When customers enter the Ralphs supermarket near UCLA, they see a sign announcing how many different fruits and vegetables the produce department has on hand: “724 produce varieties available today,” it says, including 93 organic selections.
Sixty dozen varieties is a mind-boggling number. And that’s just in the produce department. Over in the cheese section, this pretty run-of-the-mill supermarket offers 14 types of feta alone. Not so long ago, finding feta of any type required a trip to a specialty shop.
During the past couple of decades, the American economy has undergone a variety revolution. Instead of simply offering mass-market goods, businesses of all sorts increasingly compete to give consumers more personalised products, more varied experiences and more choice.
Average Americans order non-fat decaf iced vanilla lattes at Starbucks. Amazon gives every town a bookstore with two million titles, while Netflix promises 35,000 different movies on DVD. Choice is everywhere, liberating to some but to others a new source of stress. Maybe the sign in Ralphs is not an enticement but a warning.
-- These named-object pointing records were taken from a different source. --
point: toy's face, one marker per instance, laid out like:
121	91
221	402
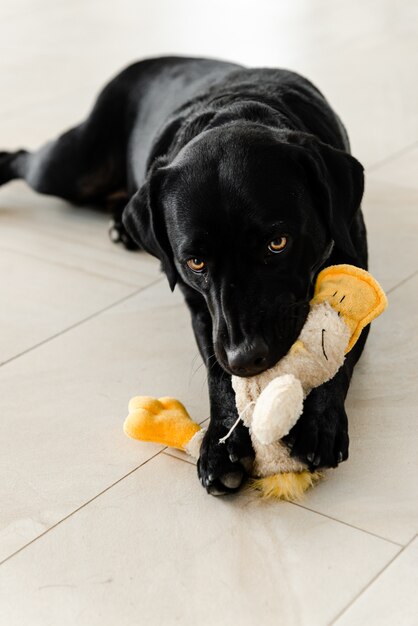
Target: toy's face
246	236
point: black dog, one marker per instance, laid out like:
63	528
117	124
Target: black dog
240	181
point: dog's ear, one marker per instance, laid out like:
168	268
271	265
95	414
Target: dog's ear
337	181
143	218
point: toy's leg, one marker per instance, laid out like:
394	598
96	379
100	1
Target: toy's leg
165	421
320	437
222	467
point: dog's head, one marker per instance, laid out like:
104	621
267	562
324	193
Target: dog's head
246	216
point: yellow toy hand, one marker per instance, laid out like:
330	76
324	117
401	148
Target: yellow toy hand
163	420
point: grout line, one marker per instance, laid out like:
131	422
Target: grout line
405	280
82	506
391	157
173	456
82	321
339	521
371	581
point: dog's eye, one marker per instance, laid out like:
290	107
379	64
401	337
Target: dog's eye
278	245
196	265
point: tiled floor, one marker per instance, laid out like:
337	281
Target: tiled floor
96	529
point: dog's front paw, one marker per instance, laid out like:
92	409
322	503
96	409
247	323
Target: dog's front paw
223	467
320	437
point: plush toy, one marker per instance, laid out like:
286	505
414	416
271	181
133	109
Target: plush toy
346	299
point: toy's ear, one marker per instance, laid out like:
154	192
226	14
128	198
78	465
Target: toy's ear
143	218
337	180
353	293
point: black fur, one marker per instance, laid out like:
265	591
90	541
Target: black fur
217	161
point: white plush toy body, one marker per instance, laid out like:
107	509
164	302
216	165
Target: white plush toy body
279	392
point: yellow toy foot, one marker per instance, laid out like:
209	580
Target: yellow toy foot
289	486
163	420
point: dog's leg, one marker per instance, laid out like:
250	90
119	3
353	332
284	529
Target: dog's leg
222	467
320	437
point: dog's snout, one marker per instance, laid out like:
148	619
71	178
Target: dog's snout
248	359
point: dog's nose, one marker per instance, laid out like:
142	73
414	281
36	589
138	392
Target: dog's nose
248	359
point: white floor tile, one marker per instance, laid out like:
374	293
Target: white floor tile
390	209
156	549
376	489
63	406
51	229
40	300
392	598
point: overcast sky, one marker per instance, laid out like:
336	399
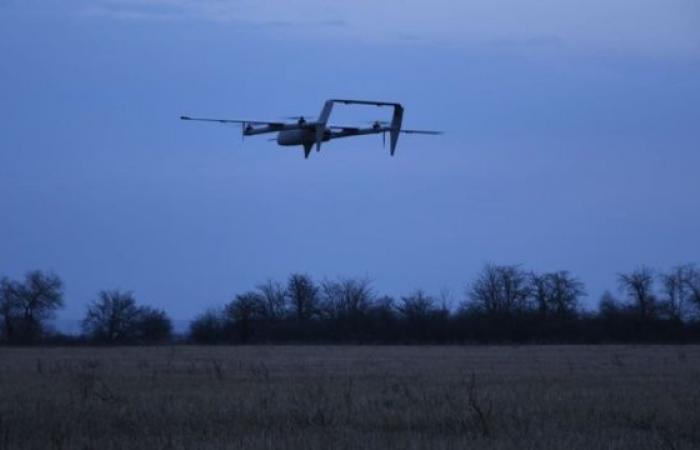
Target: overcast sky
572	142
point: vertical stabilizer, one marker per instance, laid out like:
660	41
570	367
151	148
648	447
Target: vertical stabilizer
396	122
321	123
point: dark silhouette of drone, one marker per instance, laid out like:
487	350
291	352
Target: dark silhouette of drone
308	133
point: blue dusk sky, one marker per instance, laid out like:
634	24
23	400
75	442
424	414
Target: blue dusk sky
572	142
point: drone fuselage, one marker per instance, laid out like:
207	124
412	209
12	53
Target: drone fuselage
308	134
305	136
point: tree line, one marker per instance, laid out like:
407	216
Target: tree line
502	304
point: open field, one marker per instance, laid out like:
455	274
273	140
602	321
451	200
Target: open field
324	397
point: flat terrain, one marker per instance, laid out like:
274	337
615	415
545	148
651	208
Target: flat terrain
323	397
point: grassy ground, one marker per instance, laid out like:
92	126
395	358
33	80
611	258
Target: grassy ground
323	397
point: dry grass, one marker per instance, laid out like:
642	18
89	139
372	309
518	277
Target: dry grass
322	397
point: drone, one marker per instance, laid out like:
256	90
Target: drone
310	133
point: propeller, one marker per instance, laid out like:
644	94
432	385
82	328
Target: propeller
378	123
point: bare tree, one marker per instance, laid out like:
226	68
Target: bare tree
417	306
274	299
113	317
244	311
677	288
25	306
116	318
153	325
9	307
347	298
303	297
556	293
209	327
500	290
639	287
692	283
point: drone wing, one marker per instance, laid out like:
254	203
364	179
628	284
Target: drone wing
246	122
343	128
421	132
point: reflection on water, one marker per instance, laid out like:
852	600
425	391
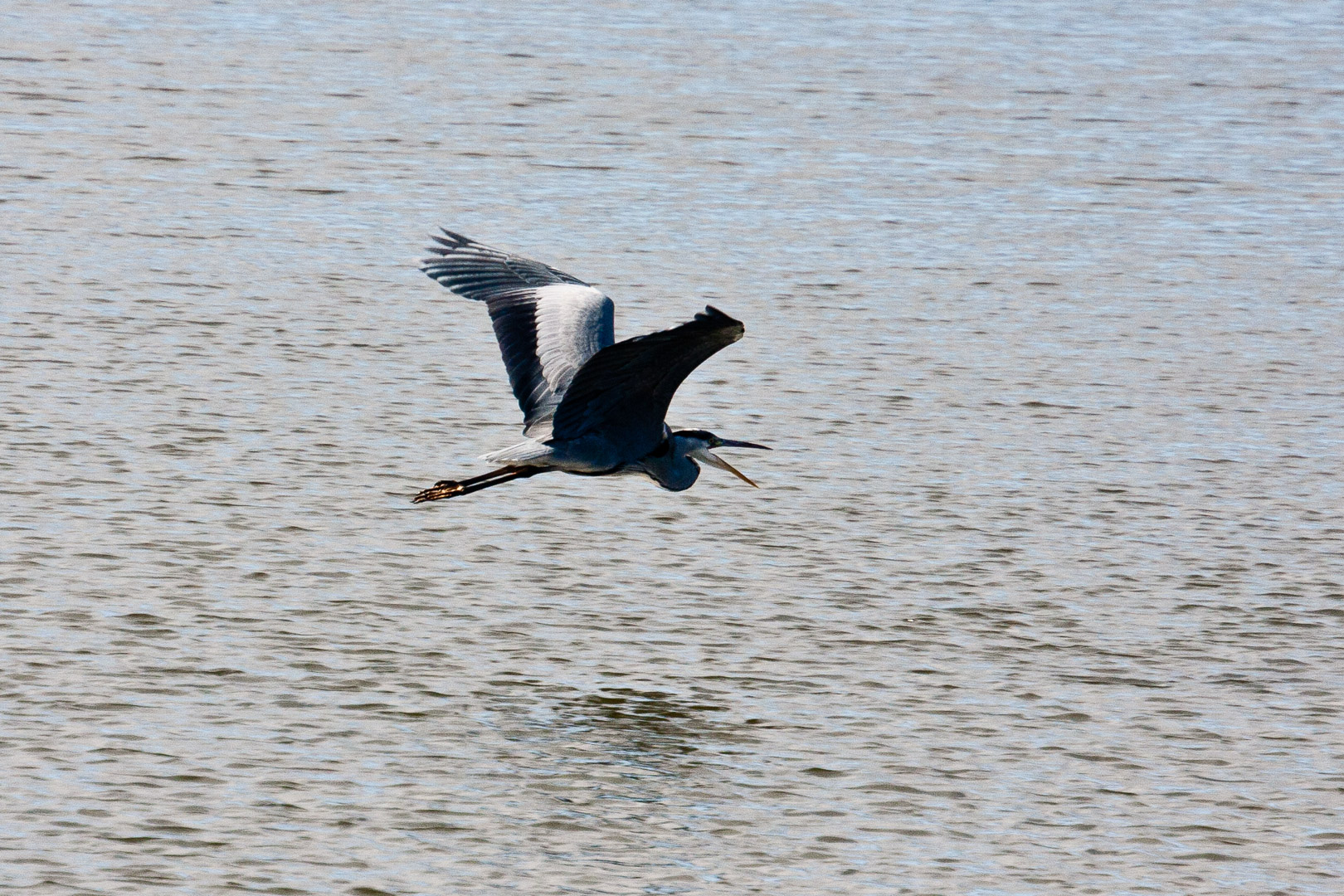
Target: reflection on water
1042	590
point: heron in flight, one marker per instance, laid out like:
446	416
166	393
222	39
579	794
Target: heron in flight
592	406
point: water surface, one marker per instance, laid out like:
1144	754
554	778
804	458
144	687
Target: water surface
1042	590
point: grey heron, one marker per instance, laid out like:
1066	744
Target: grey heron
592	406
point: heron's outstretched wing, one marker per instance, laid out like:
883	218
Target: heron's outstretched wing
548	323
626	388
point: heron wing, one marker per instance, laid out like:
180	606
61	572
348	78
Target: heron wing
548	323
626	388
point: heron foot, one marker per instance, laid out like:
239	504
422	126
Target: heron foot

The proliferation of choices goes well beyond groceries to our most significant personal decisions. Young, well-educated adults in particular have unprecedented freedom to make whatever they want of their lives: to decide where to live, what to do, whom to befriend, whom (or whether) to marry.
“Since graduation, we’ve struggled to make our own happiness,” Jenny Norenberg, a young lawyer, writes in Newsweek. “It seems that having so many choices has sometimes overwhelmed us. In the seven years since I left home for college, I’ve had thirteen addresses and lived in six cities. How can I stay with one person, at one job, in one city, when I have the world at my fingertips?”
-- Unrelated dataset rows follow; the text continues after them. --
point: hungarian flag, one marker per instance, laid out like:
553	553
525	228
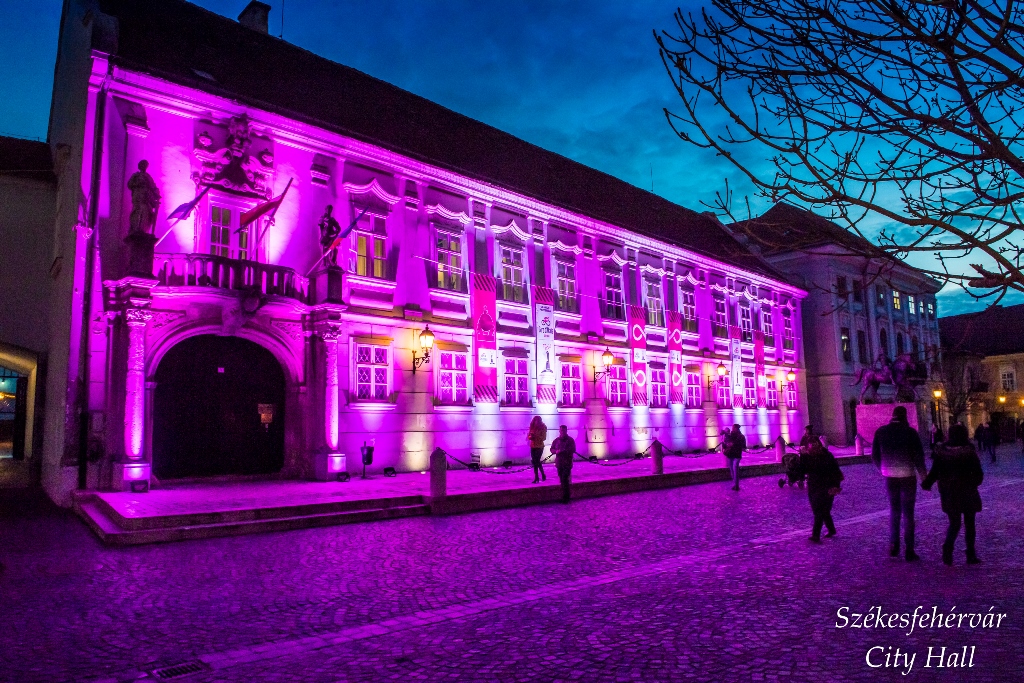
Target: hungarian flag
261	210
182	211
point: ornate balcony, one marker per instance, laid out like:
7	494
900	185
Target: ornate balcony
228	273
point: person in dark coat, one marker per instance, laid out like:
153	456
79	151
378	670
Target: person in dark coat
564	449
733	445
897	452
823	478
957	470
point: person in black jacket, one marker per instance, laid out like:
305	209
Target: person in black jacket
957	470
823	478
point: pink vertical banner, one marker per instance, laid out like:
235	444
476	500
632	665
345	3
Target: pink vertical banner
759	368
544	322
677	392
637	318
482	297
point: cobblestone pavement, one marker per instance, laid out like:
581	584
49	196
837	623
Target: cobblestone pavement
698	583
It’s all too much, declares the latest line of social criticism. Americans are facing a crisis of choice. We’re increasingly unhappy, riddled with anxiety and regret, because we have so much freedom to decide what to do with our money and our lives. Some choice may be good, but we’ve gone over the limit.
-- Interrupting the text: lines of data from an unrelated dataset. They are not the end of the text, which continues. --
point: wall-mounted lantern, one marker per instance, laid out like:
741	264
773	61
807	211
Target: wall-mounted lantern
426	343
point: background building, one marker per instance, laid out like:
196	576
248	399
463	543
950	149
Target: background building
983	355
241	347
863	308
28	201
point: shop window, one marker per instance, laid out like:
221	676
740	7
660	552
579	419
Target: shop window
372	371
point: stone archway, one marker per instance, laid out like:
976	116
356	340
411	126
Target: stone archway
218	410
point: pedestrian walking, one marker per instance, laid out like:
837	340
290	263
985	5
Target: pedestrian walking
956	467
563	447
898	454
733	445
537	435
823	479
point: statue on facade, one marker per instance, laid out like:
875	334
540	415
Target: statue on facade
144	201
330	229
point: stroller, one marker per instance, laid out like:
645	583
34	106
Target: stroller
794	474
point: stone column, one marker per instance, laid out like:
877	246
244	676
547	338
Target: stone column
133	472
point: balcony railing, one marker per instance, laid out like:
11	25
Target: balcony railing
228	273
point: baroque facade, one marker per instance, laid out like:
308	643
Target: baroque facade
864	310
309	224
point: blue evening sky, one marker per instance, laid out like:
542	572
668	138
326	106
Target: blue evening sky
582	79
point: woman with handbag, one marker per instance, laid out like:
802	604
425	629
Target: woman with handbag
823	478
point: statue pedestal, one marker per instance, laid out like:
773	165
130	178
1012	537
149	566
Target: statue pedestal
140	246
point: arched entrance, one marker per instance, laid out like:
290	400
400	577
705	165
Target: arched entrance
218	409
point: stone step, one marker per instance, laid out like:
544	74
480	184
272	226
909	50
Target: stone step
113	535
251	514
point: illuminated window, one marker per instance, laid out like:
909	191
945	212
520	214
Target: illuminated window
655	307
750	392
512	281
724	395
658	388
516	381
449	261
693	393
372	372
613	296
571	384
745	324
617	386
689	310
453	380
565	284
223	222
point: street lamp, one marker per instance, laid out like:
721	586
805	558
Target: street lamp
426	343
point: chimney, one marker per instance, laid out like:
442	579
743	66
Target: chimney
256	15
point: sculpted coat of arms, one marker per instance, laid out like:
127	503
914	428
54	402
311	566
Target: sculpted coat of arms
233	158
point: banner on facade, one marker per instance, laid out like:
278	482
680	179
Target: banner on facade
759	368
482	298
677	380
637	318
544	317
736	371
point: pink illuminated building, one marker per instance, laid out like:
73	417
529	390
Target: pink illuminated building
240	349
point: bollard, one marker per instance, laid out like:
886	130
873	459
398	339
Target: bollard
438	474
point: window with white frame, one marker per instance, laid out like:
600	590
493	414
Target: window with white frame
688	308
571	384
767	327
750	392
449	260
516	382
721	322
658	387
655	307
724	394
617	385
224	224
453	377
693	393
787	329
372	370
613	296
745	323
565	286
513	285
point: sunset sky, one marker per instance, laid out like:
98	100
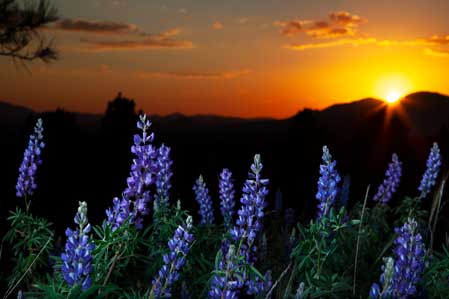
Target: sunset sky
235	57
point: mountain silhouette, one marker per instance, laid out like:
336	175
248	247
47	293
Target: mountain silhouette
86	155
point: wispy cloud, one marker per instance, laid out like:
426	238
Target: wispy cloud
97	27
437	52
359	42
217	25
337	24
439	40
148	43
197	75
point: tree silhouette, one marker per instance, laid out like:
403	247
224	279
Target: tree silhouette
19	30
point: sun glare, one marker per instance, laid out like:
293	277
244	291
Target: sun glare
392	96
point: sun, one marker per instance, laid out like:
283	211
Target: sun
393	96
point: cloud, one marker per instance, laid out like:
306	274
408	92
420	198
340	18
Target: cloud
149	43
439	40
358	42
338	24
346	19
217	25
197	75
98	27
143	41
436	52
335	43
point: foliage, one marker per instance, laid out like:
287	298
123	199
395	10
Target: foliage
345	252
20	24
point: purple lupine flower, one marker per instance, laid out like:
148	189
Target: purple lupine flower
433	168
227	202
344	192
203	198
179	247
163	176
26	182
391	182
289	217
409	264
384	290
77	258
244	233
327	184
136	196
To these critics, providing too many choices is the latest way liberal societies in general, and markets in particular, make people miserable. We’d be better off with fewer decisions to make.
“As the number of choices keeps growing, negative aspects of having a multitude of options begin to appear,” writes Swarthmore psychologist Barry Schwartz in The Paradox of Choice, published in January 2004. “As the number of choices grows further, the negatives escalate until we become overloaded. At this point, choice no longer liberates, but debilitates. It might even be said to tyrannise.”
Schwartz’s book has become a touchstone, not just for social critics but for self-help gurus and marketing professionals looking for the Next Big Thing. Its argument also offers a scientific-seeming alternative to public policies that expand choice, notably in health care and retirement accounts.
Schwartz, writes Washington Post columnist Sebastian Mallaby in an article on private Social Security accounts, “Freedom and choice are wonderful things that allow us to realise our human potential. But there’s a limit to how many choices each of us has time to make and most people in the rich world are pretty much maxed out already.”
In his opening chapter, Schwartz recounts his troubles buying jeans at The Gap. What used to be a five-minute task requiring no more information than a waist size and length now demands multiple decisions and an unnerving amount of self-awareness.